At the presentation of the scientific results of High Altitude Camp 2024, held in Cortina, the chief of staff of the Italian Army, General Carmine Masiello, declared that: “Conflict has always spurred innovation, but today's changes are unusually rapid and disruptive, placing a new emphasis on building technology-driven forces. We are already witnessing, and will be even more so in the near future, confrontations dominated by increasingly autonomous weapons systems and powerful algorithms.".
The increasingly greater interest shown by Italy in the Arctic also fits into this framework. The Arctic regions are increasingly a place of geopolitical competition between powers, with a risk of further destabilization of the international panorama. From the point of view of natural and energy resources, but also with regard to the trade routes of the near future (the famous "Arctic route" on which Russia has built its own very specific strategy), the Arctic has inevitably become a disputed. Even more so, its legal status which is still unclear today makes the Arctic an area of particular interest and, equally, of friction between States.
General Masiello explained that, precisely due to the growing importance that the Arctic will have in international scenarios, the Italian Army “launched a program for the creation of a combat capability in the Arctic and sub-Arctic environment”.
Conducting land operations in the Arctic, as they are imagined in a few years, will be very different from what the British, Americans, Canadians, Germans, Soviets, Finns and Norwegians did in Lapland, Norway, Svalbard and Greenland during the Second World War. world war. Conducting reconnaissance or fighting on the polar shelf is different from conducting operations, for example, in Narvik.
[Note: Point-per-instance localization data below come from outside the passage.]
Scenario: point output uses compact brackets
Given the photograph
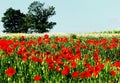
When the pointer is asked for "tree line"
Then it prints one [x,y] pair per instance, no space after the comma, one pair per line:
[35,20]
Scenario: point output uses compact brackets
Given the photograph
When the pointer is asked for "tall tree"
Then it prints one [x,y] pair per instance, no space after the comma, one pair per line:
[38,17]
[13,21]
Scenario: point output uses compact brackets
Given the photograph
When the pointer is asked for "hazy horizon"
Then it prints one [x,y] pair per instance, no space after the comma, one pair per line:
[75,15]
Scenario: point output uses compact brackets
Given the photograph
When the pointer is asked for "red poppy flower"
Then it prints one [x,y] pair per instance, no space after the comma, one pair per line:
[75,74]
[86,74]
[65,72]
[113,73]
[37,78]
[73,65]
[10,71]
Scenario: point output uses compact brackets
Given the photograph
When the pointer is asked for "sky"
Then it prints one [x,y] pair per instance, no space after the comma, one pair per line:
[73,16]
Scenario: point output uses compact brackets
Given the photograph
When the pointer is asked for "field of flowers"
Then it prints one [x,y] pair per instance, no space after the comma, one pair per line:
[59,59]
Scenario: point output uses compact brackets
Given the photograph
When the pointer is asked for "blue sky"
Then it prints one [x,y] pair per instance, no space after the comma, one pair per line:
[75,15]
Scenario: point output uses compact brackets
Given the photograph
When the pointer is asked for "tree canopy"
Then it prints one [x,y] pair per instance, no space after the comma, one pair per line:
[35,20]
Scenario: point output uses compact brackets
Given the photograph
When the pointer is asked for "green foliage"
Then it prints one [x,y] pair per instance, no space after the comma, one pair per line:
[13,21]
[36,20]
[39,17]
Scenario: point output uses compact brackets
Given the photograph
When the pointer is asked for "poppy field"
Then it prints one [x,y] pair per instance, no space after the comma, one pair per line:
[59,59]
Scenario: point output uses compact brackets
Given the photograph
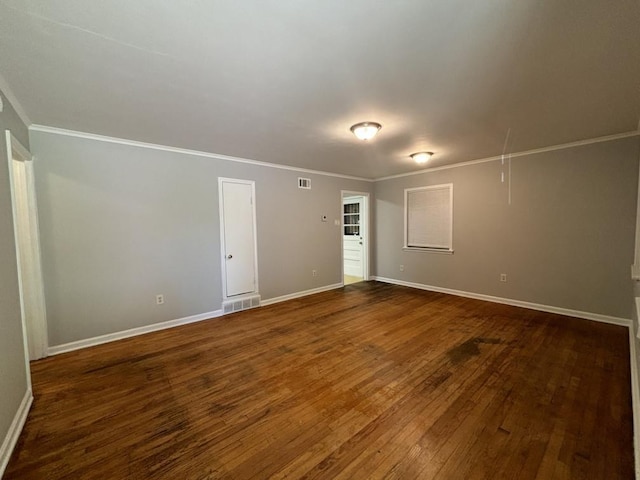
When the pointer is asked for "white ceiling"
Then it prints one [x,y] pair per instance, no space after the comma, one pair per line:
[283,80]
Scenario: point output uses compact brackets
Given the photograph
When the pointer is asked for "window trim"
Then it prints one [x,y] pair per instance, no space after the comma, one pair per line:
[405,245]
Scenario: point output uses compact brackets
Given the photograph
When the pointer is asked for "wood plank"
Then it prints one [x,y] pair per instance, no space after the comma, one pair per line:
[369,381]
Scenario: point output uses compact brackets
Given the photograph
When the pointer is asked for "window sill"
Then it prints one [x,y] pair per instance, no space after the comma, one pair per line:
[428,250]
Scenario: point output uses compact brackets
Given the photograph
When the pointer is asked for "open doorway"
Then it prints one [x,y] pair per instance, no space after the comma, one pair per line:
[355,237]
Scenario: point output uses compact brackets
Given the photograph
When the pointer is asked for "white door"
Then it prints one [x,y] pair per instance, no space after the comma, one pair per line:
[354,230]
[27,247]
[238,235]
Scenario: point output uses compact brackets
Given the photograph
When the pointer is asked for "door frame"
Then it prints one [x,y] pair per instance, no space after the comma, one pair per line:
[223,263]
[22,186]
[366,215]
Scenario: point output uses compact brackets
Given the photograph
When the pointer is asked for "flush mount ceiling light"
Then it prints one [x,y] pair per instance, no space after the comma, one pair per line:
[366,130]
[421,157]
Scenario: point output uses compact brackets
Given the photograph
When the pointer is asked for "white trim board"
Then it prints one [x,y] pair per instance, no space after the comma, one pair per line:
[185,151]
[9,442]
[525,153]
[133,332]
[623,322]
[304,293]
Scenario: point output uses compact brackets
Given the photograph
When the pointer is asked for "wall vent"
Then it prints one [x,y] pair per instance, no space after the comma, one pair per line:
[304,183]
[244,303]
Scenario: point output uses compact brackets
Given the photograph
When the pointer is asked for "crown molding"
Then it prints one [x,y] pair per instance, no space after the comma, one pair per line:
[13,100]
[184,151]
[562,146]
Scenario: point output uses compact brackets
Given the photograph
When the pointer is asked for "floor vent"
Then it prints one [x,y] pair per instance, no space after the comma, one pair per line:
[238,304]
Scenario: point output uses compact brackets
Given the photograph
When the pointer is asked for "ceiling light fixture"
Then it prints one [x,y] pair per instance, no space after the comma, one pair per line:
[366,130]
[421,157]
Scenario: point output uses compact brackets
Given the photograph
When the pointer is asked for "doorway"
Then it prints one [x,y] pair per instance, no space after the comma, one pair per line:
[25,225]
[355,237]
[238,237]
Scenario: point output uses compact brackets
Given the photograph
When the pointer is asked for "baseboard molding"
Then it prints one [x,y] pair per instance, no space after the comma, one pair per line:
[133,332]
[635,400]
[624,322]
[304,293]
[15,429]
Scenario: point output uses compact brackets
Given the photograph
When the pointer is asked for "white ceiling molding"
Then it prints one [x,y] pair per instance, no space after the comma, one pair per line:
[607,138]
[8,93]
[272,80]
[184,151]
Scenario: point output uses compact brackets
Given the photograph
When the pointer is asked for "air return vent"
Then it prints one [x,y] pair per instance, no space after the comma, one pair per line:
[304,183]
[244,303]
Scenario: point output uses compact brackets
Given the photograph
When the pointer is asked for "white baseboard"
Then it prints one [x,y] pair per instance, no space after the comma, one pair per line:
[304,293]
[635,400]
[15,429]
[624,322]
[110,337]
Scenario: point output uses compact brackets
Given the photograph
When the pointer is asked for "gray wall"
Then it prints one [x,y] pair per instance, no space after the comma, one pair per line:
[13,377]
[120,224]
[567,239]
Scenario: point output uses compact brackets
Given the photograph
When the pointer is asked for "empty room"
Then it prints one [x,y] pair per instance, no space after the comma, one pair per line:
[319,240]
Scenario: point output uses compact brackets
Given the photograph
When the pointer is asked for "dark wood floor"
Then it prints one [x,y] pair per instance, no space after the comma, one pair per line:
[369,381]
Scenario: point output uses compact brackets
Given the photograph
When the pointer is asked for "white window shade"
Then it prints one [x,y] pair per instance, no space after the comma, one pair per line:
[429,217]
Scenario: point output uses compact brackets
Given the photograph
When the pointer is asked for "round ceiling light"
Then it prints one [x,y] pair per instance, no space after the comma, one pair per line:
[421,157]
[366,130]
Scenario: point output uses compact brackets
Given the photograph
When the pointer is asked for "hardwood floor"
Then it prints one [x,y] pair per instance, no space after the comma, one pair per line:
[369,381]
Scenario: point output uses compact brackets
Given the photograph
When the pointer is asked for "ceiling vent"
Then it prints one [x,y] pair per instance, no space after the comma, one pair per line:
[304,183]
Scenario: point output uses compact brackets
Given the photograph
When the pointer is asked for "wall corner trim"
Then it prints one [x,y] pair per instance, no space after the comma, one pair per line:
[304,293]
[13,100]
[635,400]
[10,441]
[133,332]
[623,322]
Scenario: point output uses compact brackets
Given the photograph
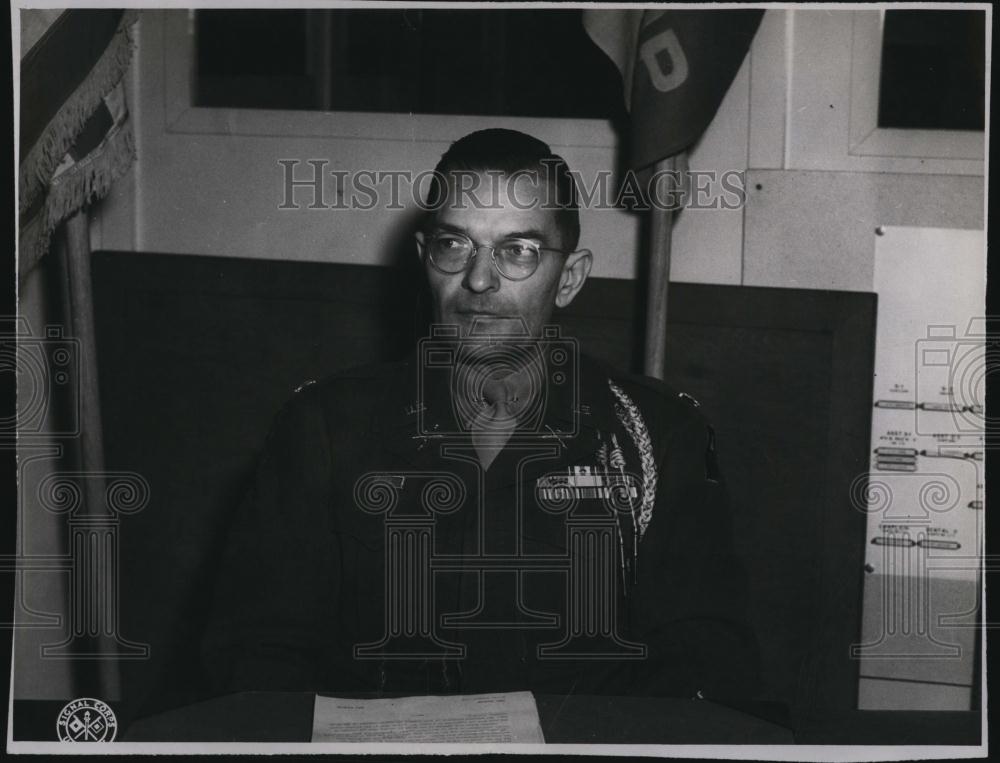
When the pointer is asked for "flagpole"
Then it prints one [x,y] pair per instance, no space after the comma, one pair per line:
[658,281]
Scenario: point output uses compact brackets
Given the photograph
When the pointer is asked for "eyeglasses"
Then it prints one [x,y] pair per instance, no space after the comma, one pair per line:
[514,258]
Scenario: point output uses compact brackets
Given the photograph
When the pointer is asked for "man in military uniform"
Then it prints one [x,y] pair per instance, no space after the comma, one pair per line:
[497,512]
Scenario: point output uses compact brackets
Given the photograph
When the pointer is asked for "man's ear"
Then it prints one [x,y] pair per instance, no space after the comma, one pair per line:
[574,273]
[419,236]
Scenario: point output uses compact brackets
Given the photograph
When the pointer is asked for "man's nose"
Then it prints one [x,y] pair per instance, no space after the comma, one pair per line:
[481,275]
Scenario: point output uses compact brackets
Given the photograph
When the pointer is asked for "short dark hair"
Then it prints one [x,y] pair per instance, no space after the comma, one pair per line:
[510,152]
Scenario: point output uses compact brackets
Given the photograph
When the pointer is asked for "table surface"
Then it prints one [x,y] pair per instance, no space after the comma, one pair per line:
[581,719]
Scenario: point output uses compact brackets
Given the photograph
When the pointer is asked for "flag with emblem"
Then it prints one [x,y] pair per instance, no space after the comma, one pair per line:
[676,67]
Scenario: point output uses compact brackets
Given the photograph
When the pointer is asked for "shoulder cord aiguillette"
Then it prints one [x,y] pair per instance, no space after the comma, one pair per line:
[630,417]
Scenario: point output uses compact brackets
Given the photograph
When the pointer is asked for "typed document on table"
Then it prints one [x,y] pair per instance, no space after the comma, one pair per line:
[509,717]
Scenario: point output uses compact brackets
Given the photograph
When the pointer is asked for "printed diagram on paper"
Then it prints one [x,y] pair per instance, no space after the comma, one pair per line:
[925,491]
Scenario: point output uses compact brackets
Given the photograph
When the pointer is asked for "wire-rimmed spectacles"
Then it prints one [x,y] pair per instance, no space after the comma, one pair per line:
[514,258]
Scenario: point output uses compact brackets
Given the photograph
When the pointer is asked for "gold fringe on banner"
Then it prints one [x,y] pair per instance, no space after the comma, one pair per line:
[86,181]
[63,129]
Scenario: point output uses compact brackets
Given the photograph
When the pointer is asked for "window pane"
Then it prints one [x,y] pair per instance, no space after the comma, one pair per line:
[481,62]
[933,70]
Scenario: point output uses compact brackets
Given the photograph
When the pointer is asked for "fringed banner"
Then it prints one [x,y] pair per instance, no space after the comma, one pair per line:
[86,142]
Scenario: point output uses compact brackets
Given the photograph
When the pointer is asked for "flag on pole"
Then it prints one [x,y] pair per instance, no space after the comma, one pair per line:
[676,67]
[75,139]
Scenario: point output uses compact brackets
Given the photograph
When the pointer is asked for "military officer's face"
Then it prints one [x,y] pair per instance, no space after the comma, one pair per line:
[480,293]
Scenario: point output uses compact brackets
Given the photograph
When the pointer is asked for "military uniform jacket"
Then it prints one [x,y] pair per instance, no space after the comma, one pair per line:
[373,554]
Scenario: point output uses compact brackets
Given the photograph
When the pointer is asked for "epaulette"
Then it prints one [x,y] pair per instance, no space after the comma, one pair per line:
[303,385]
[687,398]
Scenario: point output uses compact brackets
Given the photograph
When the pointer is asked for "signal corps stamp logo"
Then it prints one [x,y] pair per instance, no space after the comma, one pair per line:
[86,720]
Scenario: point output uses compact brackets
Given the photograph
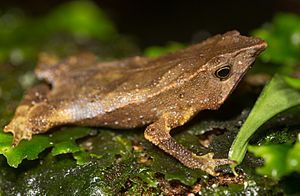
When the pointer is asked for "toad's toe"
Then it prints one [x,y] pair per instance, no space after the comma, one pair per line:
[20,129]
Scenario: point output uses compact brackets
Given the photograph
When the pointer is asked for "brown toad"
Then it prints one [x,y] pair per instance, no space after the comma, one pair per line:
[163,92]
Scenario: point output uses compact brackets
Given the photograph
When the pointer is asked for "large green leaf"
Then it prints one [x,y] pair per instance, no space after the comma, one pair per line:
[62,141]
[280,159]
[278,96]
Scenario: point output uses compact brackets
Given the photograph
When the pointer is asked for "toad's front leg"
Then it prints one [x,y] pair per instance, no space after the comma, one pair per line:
[159,134]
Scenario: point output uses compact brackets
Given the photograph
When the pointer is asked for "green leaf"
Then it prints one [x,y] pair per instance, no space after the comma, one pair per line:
[25,150]
[155,51]
[283,37]
[62,141]
[276,97]
[280,159]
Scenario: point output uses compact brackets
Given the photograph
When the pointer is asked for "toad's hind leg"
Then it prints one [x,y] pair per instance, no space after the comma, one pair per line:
[158,134]
[30,116]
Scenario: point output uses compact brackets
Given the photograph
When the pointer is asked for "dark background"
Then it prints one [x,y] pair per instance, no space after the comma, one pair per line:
[156,22]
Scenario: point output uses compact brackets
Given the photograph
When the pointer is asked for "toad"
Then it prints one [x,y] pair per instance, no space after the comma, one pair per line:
[158,93]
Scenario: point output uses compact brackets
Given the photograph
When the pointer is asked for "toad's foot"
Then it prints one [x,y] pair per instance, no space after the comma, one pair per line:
[207,163]
[20,129]
[158,134]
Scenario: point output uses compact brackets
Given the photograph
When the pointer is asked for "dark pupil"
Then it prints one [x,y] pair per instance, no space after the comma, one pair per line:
[223,72]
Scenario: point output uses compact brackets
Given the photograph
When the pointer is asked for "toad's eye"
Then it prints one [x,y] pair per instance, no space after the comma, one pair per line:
[223,72]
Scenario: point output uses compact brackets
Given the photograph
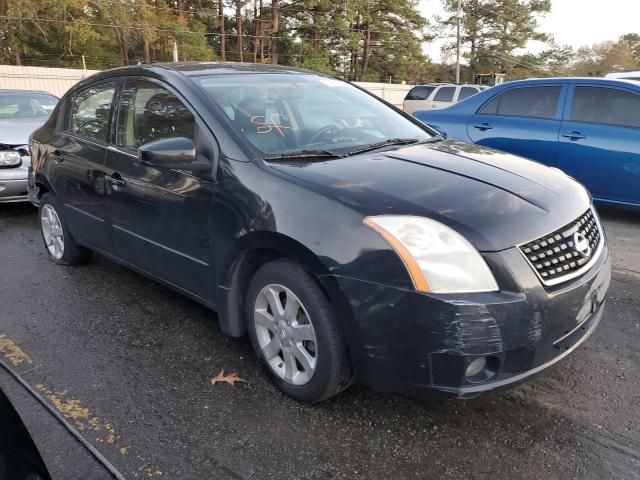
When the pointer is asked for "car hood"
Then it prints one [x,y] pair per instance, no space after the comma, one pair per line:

The problems that land troops would encounter would be greater and very different from those of naval forces. If from a maritime point of view the intense activity of the German and allied navies during the last world war, but also the American and Soviet operations at the height of the Cold War, have demonstrated that the Arctic waters can be a theater of operations; a land conflict in the Arctic would meet other needs.
In terms of individual equipment, weapon and support systems, but also land navigation instruments, even before the Arctic theater in the field it must be addressed engineeringly at the level of studies on new materials or the adaptability of those already used. The challenge to equip the Army with operational capacity in Arctic and sub-Arctic scenarios could also be an opportunity to prepare improved equipment for Alpine troops and, in general, for infantry specialties called to operate in even geographically hostile environments.
It is no coincidence that General Masiello often underlines, and in Cortina it was no exception, the importance of developing collaboration between the Army and industry - in the specific case of the Arctic not only that of defense itself - and, therefore, of improve the "Country System" network in this sense.
The technological modernization of the Armed Forces and their land component specifically is urgent and can no longer be postponed. The speed of the changes is the result of the intensity of the clashes on the battlefields and also of the industry of the sector, that is, of those who have the necessary technological knowledge, a different pace of research and production is required to meet the needs of the military and national security.